Package 'c2c'

Title: Compare Two Classifications or Clustering Solutions of Varying Structure
Description: Compare two classifications or clustering solutions that may or may not have the same number of classes, and that might have hard or soft (fuzzy, probabilistic) membership. Calculate various metrics to assess how the clusters compare to each other. The calculations are simple, but provide a handy tool for users unfamiliar with matrix multiplication. This package is not geared towards traditional accuracy assessment for classification/ mapping applications - the motivating use case is for comparing a probabilistic clustering solution to a set of reference or existing class labels that could have any number of classes (that is, without having to degrade the probabilistic clustering to hard classes).
Authors: Mitchell Lyons [aut, cre]
Maintainer: Mitchell Lyons <[email protected]>
License: GPL-3
Version: 0.1.0
Built: 2025-03-07 05:04:36 UTC
Source: https://github.com/mitchest/c2c

Help Index


Calculate clustering metrics for a confusion matrix

Description

Calculate a range of clustering metrics on a confusion confusion matrix, usually from get_conf_mat.

Usage

calculate_clustering_metrics(conf_mat)

Arguments

conf_mat

a confusion matrix, as produced by get_conf_mat, or otherwise a confusion matrix of the same form.

Details

Entropy calculated via overall_entropy and class_entropy, purity calculated via overall_purity and class_purity, percentage agreement calculated via percentage_agreement (only for confusion matrices of equal dimensions and matching class order)

Value

A list containing the metrics that can be calculated, see details.

Author(s)

Mitchell Lyons

References

Lyons, Foster and Keith (2017). Simultaneous vegetation classification and mapping at large spatial scales.
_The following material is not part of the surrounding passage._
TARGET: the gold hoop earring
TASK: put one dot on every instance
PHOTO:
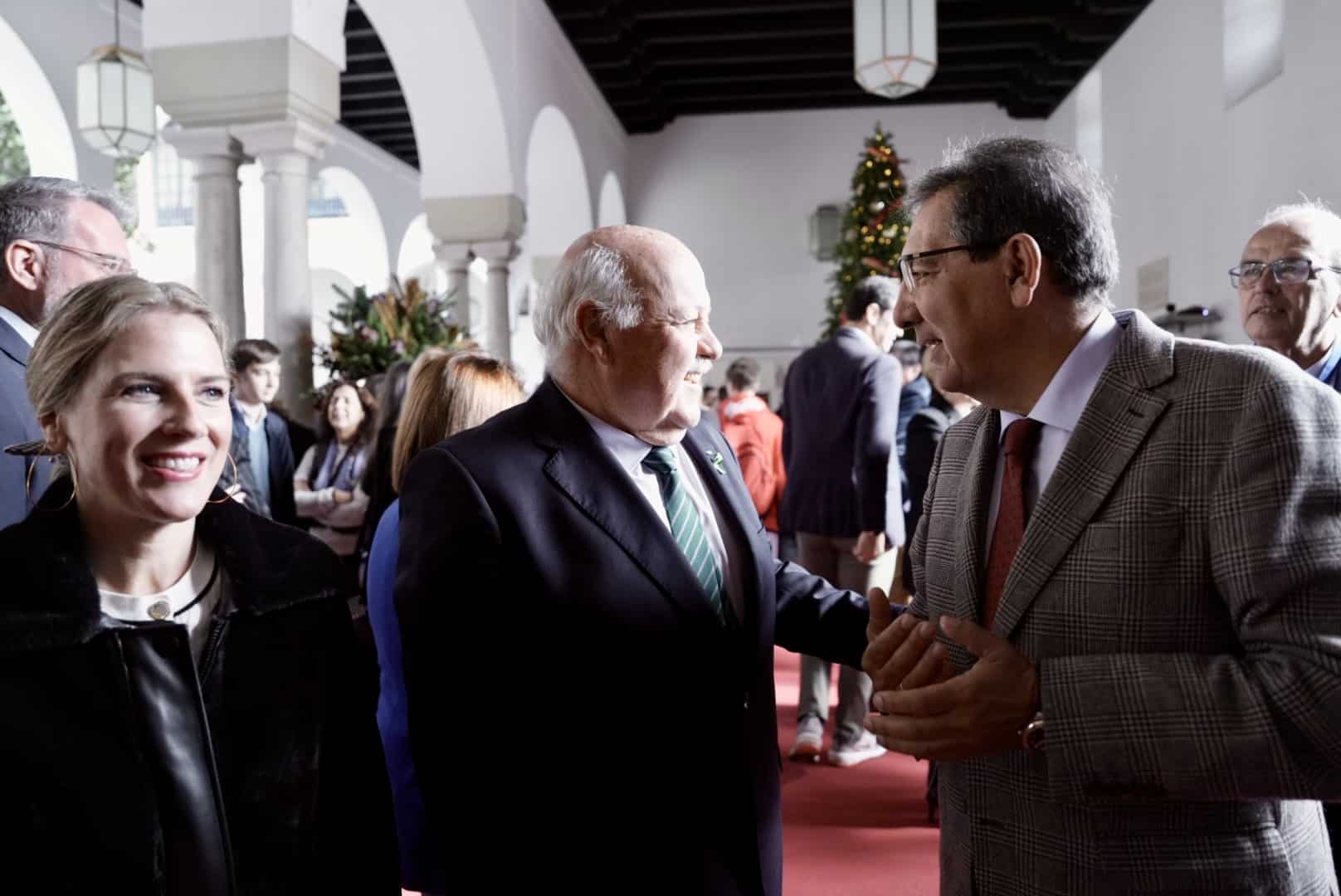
(74, 486)
(227, 497)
Journal of Biogeography.

See Also

get_conf_mat, labels_to_matrix, get_hard

Examples

# meaningless data, but you get the idea

# compare two soft classifications
my_soft_mat1 <- matrix(runif(50,0,1), nrow = 10, ncol = 5)
my_soft_mat2 <- matrix(runif(30,0,1), nrow = 10, ncol = 3)
# make the confusion matrix and calculate stats
conf_mat <- get_conf_mat(my_soft_mat1, my_soft_mat2)
conf_mat; calculate_clustering_metrics(conf_mat)
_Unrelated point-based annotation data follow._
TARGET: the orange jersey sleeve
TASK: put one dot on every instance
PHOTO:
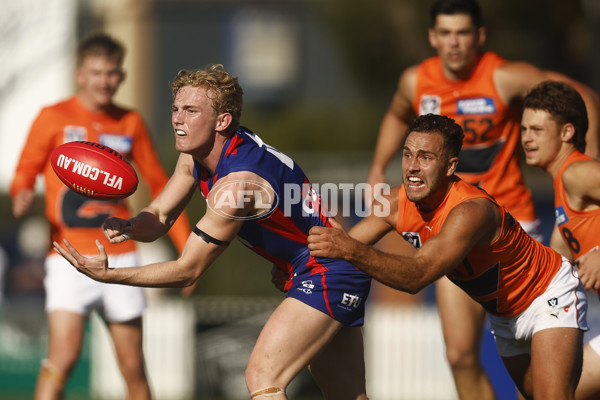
(579, 229)
(490, 153)
(504, 277)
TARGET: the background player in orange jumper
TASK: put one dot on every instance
(533, 296)
(70, 296)
(553, 130)
(480, 91)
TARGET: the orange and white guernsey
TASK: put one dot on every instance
(505, 276)
(490, 152)
(71, 215)
(579, 229)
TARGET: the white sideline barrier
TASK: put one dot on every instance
(169, 346)
(404, 354)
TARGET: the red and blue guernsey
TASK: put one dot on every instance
(335, 287)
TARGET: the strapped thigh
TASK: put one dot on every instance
(268, 392)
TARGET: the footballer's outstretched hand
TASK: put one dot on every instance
(94, 267)
(117, 230)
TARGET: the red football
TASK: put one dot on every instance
(94, 170)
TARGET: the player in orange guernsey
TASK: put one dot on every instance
(533, 296)
(70, 296)
(481, 92)
(553, 130)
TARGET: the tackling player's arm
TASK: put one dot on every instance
(214, 231)
(514, 79)
(394, 125)
(473, 222)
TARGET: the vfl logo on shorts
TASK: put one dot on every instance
(477, 105)
(430, 104)
(413, 238)
(350, 301)
(307, 287)
(560, 216)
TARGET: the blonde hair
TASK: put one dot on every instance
(222, 88)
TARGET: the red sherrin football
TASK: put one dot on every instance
(94, 170)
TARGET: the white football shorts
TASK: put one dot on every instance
(69, 290)
(562, 305)
(595, 344)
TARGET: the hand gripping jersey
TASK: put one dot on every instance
(504, 277)
(280, 234)
(579, 229)
(490, 152)
(71, 215)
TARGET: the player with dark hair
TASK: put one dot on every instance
(244, 182)
(481, 92)
(553, 129)
(535, 301)
(70, 296)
# compare a soft classificaiton to a vector of hard labels
my_labels <- rep(c("a","b","c"), length.out = 10)
# utilising labels_to_matrix(my_labels)
conf_mat <- get_conf_mat(my_soft_mat1, my_labels)
conf_mat; calculate_clustering_metrics(conf_mat)

# make one of the soft matrices hard
# utilising get_hard(my_soft_mat2)
conf_mat <- get_conf_mat(my_soft_mat1, my_soft_mat2, make.B.hard = TRUE)
conf_mat; calculate_clustering_metrics(conf_mat)

# two classifications with same number of classes, enables percentage agreement
conf_mat <- get_conf_mat(my_soft_mat1, my_soft_mat1)
conf_mat; calculate_clustering_metrics(conf_mat)

Calculate cluster entropy per class

Description

Used to calculate cluster entropy from a confusion matrix, for each class (i.e. each row and column of the confusion matrix).

Usage

class_entropy(conf_mat)

Arguments

conf_mat

A confusion matrix from get_conf_mat or otherwise (ideally a matrix, although data frames will probably work)

Details

Metrics per class are useful when you are comparing two classifications with different numbers of classes, when an overall measure might not be useful or sensible. Entropy as defined in Manning (2008).

Value

A data frame with two columns, the first corresponding to the confusion matrix rows, the second corresponding to the confusion matrix columns.

References

Manning, C. D., Raghavan, P., & Schütze, H. (2008) Introduction to information retrieval (Vol. 1, No. 1). Cambridge: Cambridge university press.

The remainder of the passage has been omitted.